FAQ

Will DedCon run on my computer?

If your computer is a x86 running Windows or Linux or a Mac running OSX Tiger or anything that can emulate one of those, then yes.

How do you know? I haven't even told you my system specs!

DedCon is a very simple program that neither has to do a lot of calculation or take up a lot of memory or network bandwidth. You can expect it to use

  • about 3 - 5 MHz worth of CPU power per connected client (spectators and players count)
  • about 700 bytes of network bandwith per connected client, more for those who come in late, but you're free to put a cap on the bandwidth use
  • about 10 Mbytes of main memory per hour the game is running, which can be virtual memory without significant performance penalty.

The test servers run on a 266 MHz Pentium MMX with 128 Mbyte memory in debug mode with full network logging enabled inside a debugger and only occasionally manage to use up more than 20% of that CPU together (those occasions being new spectators joining).

I'm completely lost, how do I run a server?

Check the documentation section here, perhaps there is something that helps you.

Would it be possible to <something with player scores> automatically?

No, unfortunately not. Defcon's network model is a "fat client" model where the server only serves as a relay between the clients, collecting player input from them and distributing it to the other clients. The server has almost zero knowledge of the game state (see here for what it can possibly know) and certainly does not know about player scores. Getting the scores from the clients would be technically possible, but is not currently part of the protocol. Getting the scores from the players manually is possible and has been implemented; if the players enter their own scores with /setscore and sign them with /signscore, they are logged for suitable tools to process.

I've got a great idea what you could implement, what should I do?

Read this; the link to actually submit the request is at the bottom.

I've found a bug, what do I do?

Report it here, please.

I've found a .dcrec file on the net, what are those and what do I do with them?

They are game recordings. To play them back, you first need to install  DedCon. Windows users then just have to doubleclick on the .dcrec file to play it back. Linux and OSX users have to invoke the dedcon program with the "-l" command line switch, followed by the filename of the recording. This starts a server that advertises itself with zero available player slots; join it with your DEFCON client to watch the playback.

Game recordings? How do I produce them myself?

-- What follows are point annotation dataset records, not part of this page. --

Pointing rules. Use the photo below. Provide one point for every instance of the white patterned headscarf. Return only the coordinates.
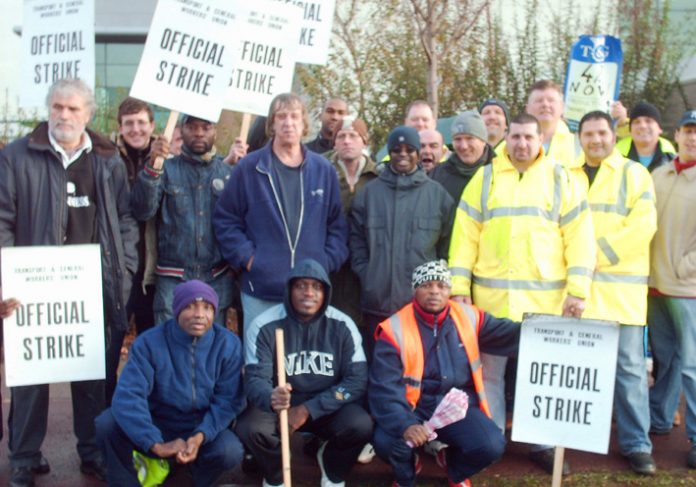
(435, 270)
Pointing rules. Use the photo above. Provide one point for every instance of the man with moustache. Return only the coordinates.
(178, 394)
(66, 185)
(428, 347)
(331, 115)
(282, 205)
(495, 115)
(432, 149)
(182, 194)
(326, 379)
(397, 222)
(644, 144)
(471, 151)
(622, 200)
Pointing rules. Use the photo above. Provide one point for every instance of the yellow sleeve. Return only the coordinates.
(578, 237)
(466, 232)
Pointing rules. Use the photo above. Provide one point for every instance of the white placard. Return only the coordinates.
(565, 382)
(188, 57)
(266, 33)
(57, 42)
(315, 33)
(57, 334)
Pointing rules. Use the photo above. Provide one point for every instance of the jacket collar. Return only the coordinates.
(38, 140)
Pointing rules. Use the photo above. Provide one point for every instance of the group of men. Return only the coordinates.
(421, 266)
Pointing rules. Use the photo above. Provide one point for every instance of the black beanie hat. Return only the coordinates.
(645, 109)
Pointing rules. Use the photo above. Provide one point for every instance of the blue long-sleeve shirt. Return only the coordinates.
(446, 366)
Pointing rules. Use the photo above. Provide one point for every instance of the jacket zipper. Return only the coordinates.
(282, 215)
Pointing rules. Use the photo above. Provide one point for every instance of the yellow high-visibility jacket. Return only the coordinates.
(562, 148)
(523, 240)
(622, 203)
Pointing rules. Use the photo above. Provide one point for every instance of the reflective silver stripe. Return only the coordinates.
(520, 211)
(620, 207)
(607, 208)
(412, 381)
(503, 211)
(470, 211)
(482, 396)
(620, 278)
(519, 284)
(485, 190)
(608, 251)
(556, 210)
(475, 365)
(461, 272)
(398, 335)
(572, 214)
(580, 271)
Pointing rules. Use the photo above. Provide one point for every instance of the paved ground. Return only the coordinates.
(59, 448)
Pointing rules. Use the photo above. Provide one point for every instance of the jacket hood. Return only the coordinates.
(404, 181)
(308, 268)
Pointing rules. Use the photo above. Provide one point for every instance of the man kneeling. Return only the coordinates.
(327, 378)
(178, 394)
(430, 346)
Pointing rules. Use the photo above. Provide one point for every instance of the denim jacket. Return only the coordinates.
(185, 193)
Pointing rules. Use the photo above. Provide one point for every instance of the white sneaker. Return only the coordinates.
(325, 481)
(433, 447)
(367, 454)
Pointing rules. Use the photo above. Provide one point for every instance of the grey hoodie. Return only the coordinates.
(324, 359)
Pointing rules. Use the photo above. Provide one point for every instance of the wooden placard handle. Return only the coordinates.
(244, 131)
(168, 132)
(283, 419)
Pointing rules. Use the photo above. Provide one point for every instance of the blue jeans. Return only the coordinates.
(215, 456)
(164, 295)
(631, 408)
(474, 443)
(672, 324)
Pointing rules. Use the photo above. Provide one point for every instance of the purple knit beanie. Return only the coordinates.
(190, 291)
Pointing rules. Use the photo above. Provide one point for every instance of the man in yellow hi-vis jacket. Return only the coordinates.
(621, 196)
(522, 242)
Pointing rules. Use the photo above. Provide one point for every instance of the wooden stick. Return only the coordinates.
(168, 132)
(284, 433)
(557, 466)
(244, 132)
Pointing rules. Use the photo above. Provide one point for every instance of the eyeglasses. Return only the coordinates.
(304, 286)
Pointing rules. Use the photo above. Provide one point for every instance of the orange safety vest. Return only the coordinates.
(402, 329)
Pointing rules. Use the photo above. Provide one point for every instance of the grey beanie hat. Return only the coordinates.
(470, 123)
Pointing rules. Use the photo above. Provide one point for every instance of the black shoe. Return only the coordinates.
(691, 458)
(42, 467)
(544, 459)
(94, 468)
(642, 463)
(21, 477)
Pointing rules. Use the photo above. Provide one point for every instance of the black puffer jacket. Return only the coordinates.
(33, 209)
(397, 222)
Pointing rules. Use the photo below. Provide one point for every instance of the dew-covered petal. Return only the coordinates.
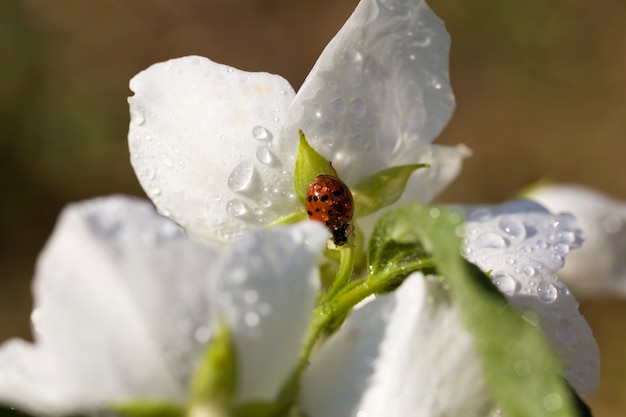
(523, 245)
(379, 90)
(599, 267)
(204, 144)
(403, 354)
(116, 303)
(266, 286)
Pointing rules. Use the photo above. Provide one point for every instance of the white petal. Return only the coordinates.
(522, 245)
(403, 354)
(117, 302)
(268, 283)
(599, 267)
(204, 144)
(379, 90)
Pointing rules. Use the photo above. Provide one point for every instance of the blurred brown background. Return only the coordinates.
(541, 91)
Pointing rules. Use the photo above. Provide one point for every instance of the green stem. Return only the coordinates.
(346, 266)
(341, 298)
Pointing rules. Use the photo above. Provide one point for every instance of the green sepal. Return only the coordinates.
(382, 188)
(150, 408)
(291, 218)
(214, 380)
(391, 246)
(503, 340)
(261, 409)
(309, 164)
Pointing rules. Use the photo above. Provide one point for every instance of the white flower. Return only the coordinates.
(402, 354)
(214, 147)
(125, 304)
(522, 245)
(599, 267)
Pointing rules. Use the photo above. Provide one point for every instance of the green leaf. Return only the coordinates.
(289, 219)
(261, 409)
(309, 164)
(382, 188)
(215, 377)
(388, 248)
(522, 370)
(148, 408)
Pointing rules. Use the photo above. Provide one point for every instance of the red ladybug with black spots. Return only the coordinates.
(329, 200)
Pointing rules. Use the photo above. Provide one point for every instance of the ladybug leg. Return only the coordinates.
(340, 236)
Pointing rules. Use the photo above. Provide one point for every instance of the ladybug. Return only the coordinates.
(329, 200)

Well, the fist step is that you need to use  DedCon to host the games you want to record. The second step is that you put

Record name_of_recording_file.dcrec

in your configuration file. When the server exits regularly (do not abort it!), it will write the game recording to that file.

How big do game recordings get?

That depends on the number of players, the real time the game is taking, and the activity level of the players. Expect about one kilobyte (that means, plan for two) per average player per minute. To a lesser extent, chatty spectators can also increase the size. Recordings compress rather well, if you archive them, you can expect the size to go down by a factor of 5. A full six player game with default world scale and game speed usually stays below 100 kb compressed, a duel below 40 kb. Several of them fit on those rectangular things people used to store data on, whatwastheirname, ah, floppies.